Cross joins (also known an "Cartesian products" or "cross products")
are when every row in the LHS is paired with every row in the RHS.
Therefore, the resulting table will have $ |A| * |B| $ number of rows.

Cross joins can be though of as the basis for all other joins,
since all possible rows are enumerated.

### Inner Join

Inner joins take only the rows from the LHS and RHS where the join conditions are met.
We call an inner join where all shared columns (columns with the same name) between the LHS and RHS are checked for equality a *natural join*.

### Full Outer Join

Full outer joins (also known as "outer joins") ensure that every row from each table is represented.
First, rows where the join condition are met are included.
Then, rows from each table are included where the join condition are not met are included.
For these non-matching rows, any columns that come from the other table are filled in with null or empty values
(depending on the engine that performs the join).

### Left Outer Join

Left outer joins are like full outer joins,
except only the non-matching rows from the LHS are included.

### Right Outer Join

Left outer joins are like full outer joins,
except only the non-matching rows from the RHS are included.

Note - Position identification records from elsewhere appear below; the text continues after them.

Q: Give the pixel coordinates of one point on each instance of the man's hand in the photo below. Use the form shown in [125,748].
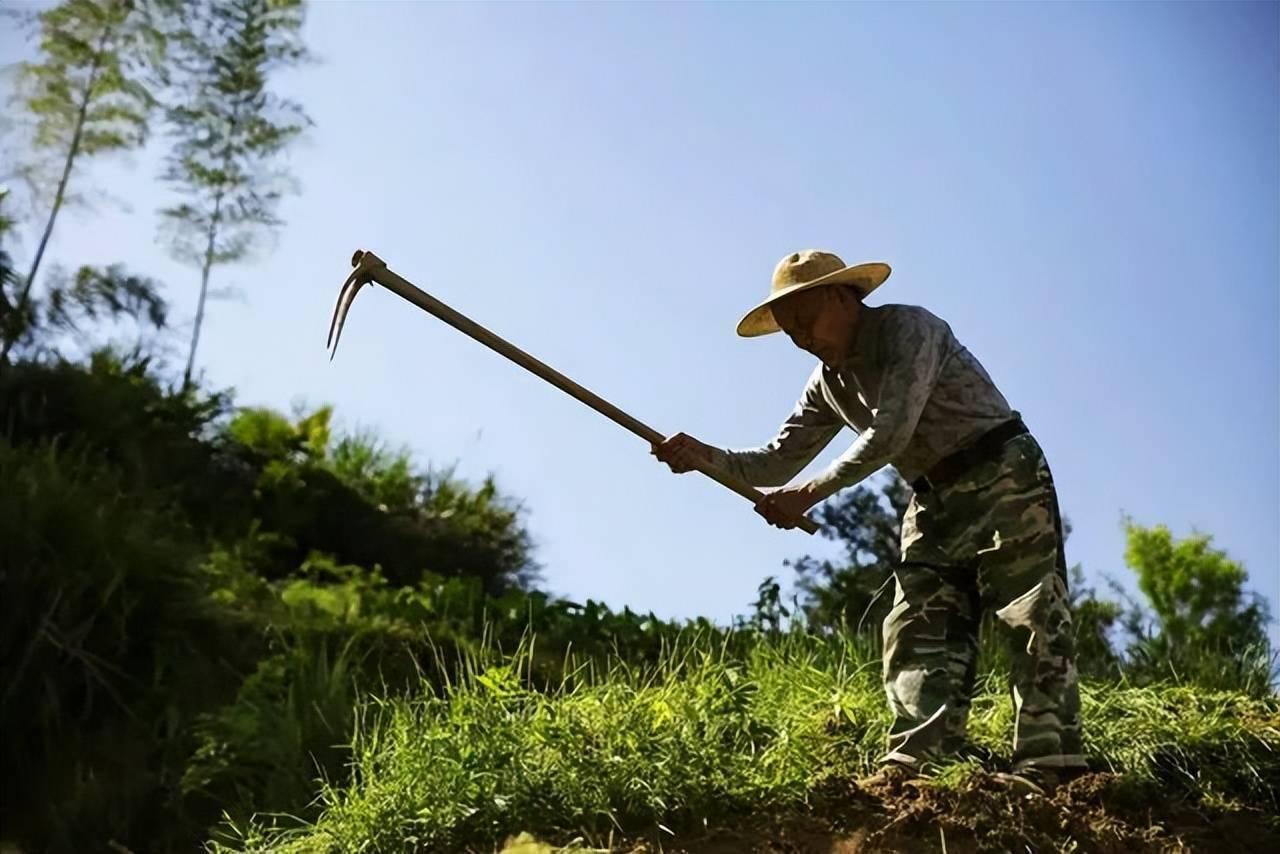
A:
[682,452]
[785,507]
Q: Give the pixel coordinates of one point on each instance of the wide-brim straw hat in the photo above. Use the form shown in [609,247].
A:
[809,269]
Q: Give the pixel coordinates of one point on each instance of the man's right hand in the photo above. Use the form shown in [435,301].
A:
[682,452]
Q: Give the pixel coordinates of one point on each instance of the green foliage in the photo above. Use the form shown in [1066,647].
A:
[228,131]
[110,648]
[364,505]
[705,734]
[88,95]
[867,521]
[88,92]
[1202,624]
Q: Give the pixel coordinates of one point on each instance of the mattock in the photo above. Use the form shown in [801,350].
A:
[370,268]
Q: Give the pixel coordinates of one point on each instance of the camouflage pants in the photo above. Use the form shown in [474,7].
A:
[990,542]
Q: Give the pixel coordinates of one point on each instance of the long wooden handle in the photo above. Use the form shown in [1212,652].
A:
[383,275]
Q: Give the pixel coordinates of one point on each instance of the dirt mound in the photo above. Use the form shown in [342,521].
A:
[1095,813]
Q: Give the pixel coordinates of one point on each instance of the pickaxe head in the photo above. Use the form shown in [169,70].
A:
[365,264]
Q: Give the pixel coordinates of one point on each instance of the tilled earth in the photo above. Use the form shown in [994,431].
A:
[1095,813]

Now that you are an expert in join types, let's get some new data to join!
To augment our data, we can get more information from the [World Health Organization](https://www.who.int/) (WHO).
To tie in with our previous HO, we can get some 2022 statistics for each country on their Covid-19 status.

In [None]:
with open('who_covid_data_2022.json', 'r') as file:
    data = json.load(file)

who_data = pandas.DataFrame.from_dict(data, orient = 'index')
who_data.sort_index(axis = 0, inplace = True)
who_data.head()

To perform joins in Pandas, a useful method is [DataFrame.join()](https://pandas.pydata.org/pandas-docs/stable/reference/api/pandas.DataFrame.join.html).
Of course, Pandas always has multiple ways to do anything, but the `DataFrame.join()` method is a good start.

<h3 style="color: darkorange";>★ Task 4.A</h3>

Complete the function below that takes in two frames and a list of column names.
This function should return a new frame that contains the left outer join between these frames on the specified columns from the LHS.

*Hint: Make sure to read the documentation on DataFrame.join() if you are going to use it.*

In [None]:
def left_join(lhs_frame, rhs_frame, column_names):
    return NotImplemented

print("World data that includes Covid-19 stats:")
covid_world_data = left_join(world_data, who_data, ['Country'])
covid_world_data

Now we can see our country data along with Covid-19 data for each country!

In [None]:
covid_world_data.describe()

Note that we will likely have rows from our world data that did not match up with the WHO data.
To see these, we can just look for empty values in WHO columns (since a left join would put empty values there).

In [None]:
covid_world_data[covid_world_data['Total_Vaccinations'].isnull()]

Looking at these results, we can understand why the WHO may not have data on some of them.
Some are not technically countries (like "Antarctica"),
some have ambiguous national status (like "Taiwan"),
and some are just using different but valid names (like "United States" vs "United States of America").

As a data scientist, think about ways that you could more efficiently join together these datasets.

Congratulations!
You now have a grasp on the basics of data cleaning and munging (the soul of a data scientist).